How Travel Restrictions Are Used Matters More than Ever

While more information is collected about the Omicron variant, short-term travel restrictions and flight bans can help reduce risk. But governments will need to proceed carefully to ensure that travel bans do not become sticky and outlast their public-health benefits, in part because their role as “pandemic theatrics” means the political cost of lifting them can be high. As a result, they should be time-limited, expire by default, and set clear benchmarks about the conditions under which they can be lifted.

And how travel restrictions are used will become more important than ever. As Canadian researcher Kelley Lee has argued, “we have to see borders not as a stop point, but more as a surveillance point,” meaning that what happens at the border becomes more important than ever.

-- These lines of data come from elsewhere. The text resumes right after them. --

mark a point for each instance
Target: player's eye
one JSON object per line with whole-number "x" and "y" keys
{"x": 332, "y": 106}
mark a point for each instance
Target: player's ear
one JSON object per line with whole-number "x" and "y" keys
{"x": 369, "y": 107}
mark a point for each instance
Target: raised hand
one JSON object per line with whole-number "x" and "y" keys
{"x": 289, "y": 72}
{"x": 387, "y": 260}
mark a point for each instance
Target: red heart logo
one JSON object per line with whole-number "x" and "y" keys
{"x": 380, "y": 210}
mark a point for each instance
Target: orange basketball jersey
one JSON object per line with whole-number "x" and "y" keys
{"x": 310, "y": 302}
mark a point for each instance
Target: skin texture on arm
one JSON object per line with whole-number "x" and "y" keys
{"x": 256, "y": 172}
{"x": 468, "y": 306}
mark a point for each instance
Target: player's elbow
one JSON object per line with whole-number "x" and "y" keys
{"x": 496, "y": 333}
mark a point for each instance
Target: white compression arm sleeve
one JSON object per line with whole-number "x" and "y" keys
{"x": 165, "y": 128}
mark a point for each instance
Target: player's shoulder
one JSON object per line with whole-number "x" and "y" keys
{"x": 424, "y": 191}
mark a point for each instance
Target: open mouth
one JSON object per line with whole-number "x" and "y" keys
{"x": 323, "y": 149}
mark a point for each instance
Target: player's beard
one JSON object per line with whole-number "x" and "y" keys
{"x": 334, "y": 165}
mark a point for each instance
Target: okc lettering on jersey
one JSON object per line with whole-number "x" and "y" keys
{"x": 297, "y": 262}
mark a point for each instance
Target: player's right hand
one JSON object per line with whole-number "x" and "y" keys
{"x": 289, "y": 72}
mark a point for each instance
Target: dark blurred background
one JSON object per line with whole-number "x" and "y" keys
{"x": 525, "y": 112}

Countries could consider dropping “green lanes” that allow returning nationals to skip testing or vaccination requirements, or they could temporarily ramp up testing and/or quarantine and contact-tracing requirements for all travelers.

More importantly, there is real potential to use travel restrictions to better effect than in the early pandemic as a resource to delay the arrival of a new variant, including by updating vaccination sequencing, rolling out booster programs, ramping up testing and genomic sequencing capacity, and giving health-care systems and other public services time to prepare.

Towards Greater International Coordination

The risks posed by the Omicron variant are not easily solved unilaterally. Many rich countries are expanding and reiterating their commitments to COVAX and vaccine equity, acknowledging that shutting down can only do so much when the virus is surging untrammeled and countries with largely unvaccinated populations could become the petri dish for additional variants. The time is ripe for a more global approach, where governments move away from “shut the virus out” to “get on top of it everywhere.” Nearly two years into the global public-health crisis, Omicron could be the nudge needed to get on track.

One priority should be for countries and international organizations to join up action on global health vaccine equity and mobility management, instead of pursuing them as separate goals that end up working against one another. For instance, vaccine requirements for travel make sense, largely because they help create incentives for people to get vaccinated. But measures to verify health status can be exclusionary (especially if there is no option to test/quarantine instead of showing a vaccination record or if verification relies on complex digital systems). Instead of working on airtight systems to divide people into vaccinated and unvaccinated categories, governments could consider opportunities to create incentives for vaccination, for instance by offering access to vaccines in a consulate as part of a visa application process, or even allowing vaccination on arrival.

A bigger goal—as argued in a Migration Policy Institute report earlier this year on future scenarios for global mobility—would be pursuing global standards for international travel and pandemic management, including agreement on how to use time-limited border closures, categories of people eligible for exceptions, testing and screening procedures, and digital health record interoperability. Earlier this week, WHO convened a special session on the potential of revised international agreements on pandemic preparedness, and the IOM Council chose the pandemic’s consequences on mobility for its high-level discussion. The potential is growing for stronger international coordination on pandemics and mobility management.

The public-health and border management infrastructure evolving before our eyes will likely dictate how the next pandemic is handled, and thus it is important to put in place rules that are parsimonious, equitable, and risk-proportionate. Importantly, this approach would favor universal conditions that apply to all travelers (e.g., testing or vaccination) rather than country-based restrictions (e.g., bans on travel from particular regions) and include public and accessible benchmarks for both lifting restrictions and imposing new ones.

The Omicron variant is a clear reminder that international cooperation and long-term planning will be critical to a more equitable and sustainable system of global mobility and pandemic preparedness.